Item 1A. Risk Factors
In addition to the risk factor disclosed below and other information set forth in this report, you should carefully consider the factors discussed in Part I, “Item 1A. Risk Factors” in our Annual Report on Form 10-K for the year ended September 30, 2019 which could materially affect our business, financial condition or future results. There have been no material changes to the risk factors described in our Annual Report on Form 10-K, except as described below. However, these are not the only risks that we face. Additional risks and uncertainties not currently known to us or that we currently deem to be immaterial also may materially adversely affect our business, financial condition and/or results of operations.

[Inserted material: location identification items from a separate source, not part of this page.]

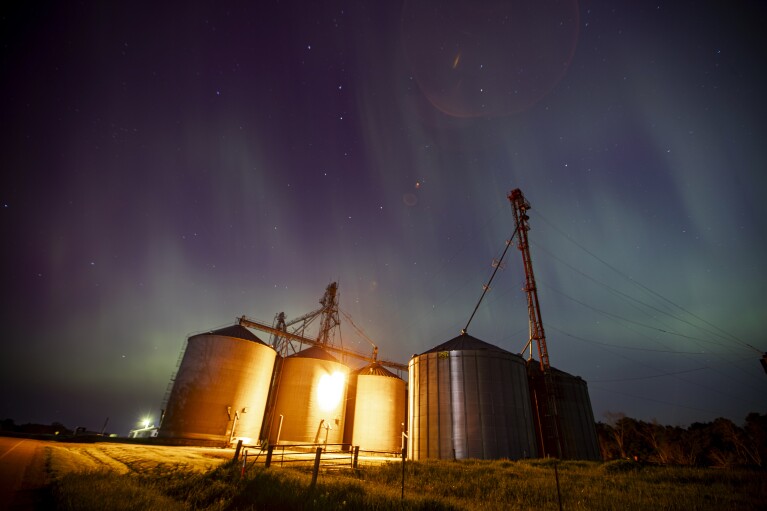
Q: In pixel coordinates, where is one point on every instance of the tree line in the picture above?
(720, 443)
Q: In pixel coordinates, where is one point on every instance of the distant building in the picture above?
(147, 432)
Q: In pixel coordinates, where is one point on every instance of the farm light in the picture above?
(330, 390)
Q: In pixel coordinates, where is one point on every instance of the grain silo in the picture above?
(221, 387)
(469, 399)
(376, 409)
(576, 429)
(310, 399)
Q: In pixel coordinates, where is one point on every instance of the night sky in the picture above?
(166, 169)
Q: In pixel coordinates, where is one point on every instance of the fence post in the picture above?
(237, 451)
(356, 457)
(402, 497)
(244, 463)
(316, 466)
(559, 495)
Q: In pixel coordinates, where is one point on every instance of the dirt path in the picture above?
(22, 473)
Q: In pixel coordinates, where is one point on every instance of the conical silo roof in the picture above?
(465, 342)
(315, 352)
(235, 331)
(374, 369)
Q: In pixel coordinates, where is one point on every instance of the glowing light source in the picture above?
(330, 390)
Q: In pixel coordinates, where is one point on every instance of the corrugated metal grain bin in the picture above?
(575, 417)
(469, 399)
(311, 399)
(376, 409)
(221, 387)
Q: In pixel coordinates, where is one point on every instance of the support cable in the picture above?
(487, 286)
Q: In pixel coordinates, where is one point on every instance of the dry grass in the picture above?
(115, 476)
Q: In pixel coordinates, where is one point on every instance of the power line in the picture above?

The COVID-19 pandemic has adversely impacted our business and financial results and that of many of our customers, and the ultimate impact will depend on future developments, which are highly uncertain, cannot be predicted and are largely outside of our control, including the scope and duration of the pandemic and actions taken by governmental authorities in response to the pandemic.
The COVID-19 pandemic has created extensive disruptions to the global and U.S. economies and to the lives of individuals throughout the world. Governments, businesses, and the public are taking unprecedented actions to contain the spread of COVID-19 and to mitigate its effects, including quarantines, travel bans, shelter-in-place orders, closures of businesses and schools, fiscal and monetary stimulus, and legislation designed to deliver financial aid and other relief. While the scope, duration, and full effects of COVID-19 are rapidly evolving and not fully known, the pandemic and the efforts to contain it have disrupted global economic activity, adversely affected the functioning of financial markets, impacted market interest rates, increased economic and market uncertainty, and disrupted trade and supply chains. If these effects continue for a prolonged period or result in sustained economic stress or recession, many of the risk factors identified in our Form 10-K could be exacerbated and the effects of COVID-19 could have a material adverse impact on us in a number of ways as described in more detail below.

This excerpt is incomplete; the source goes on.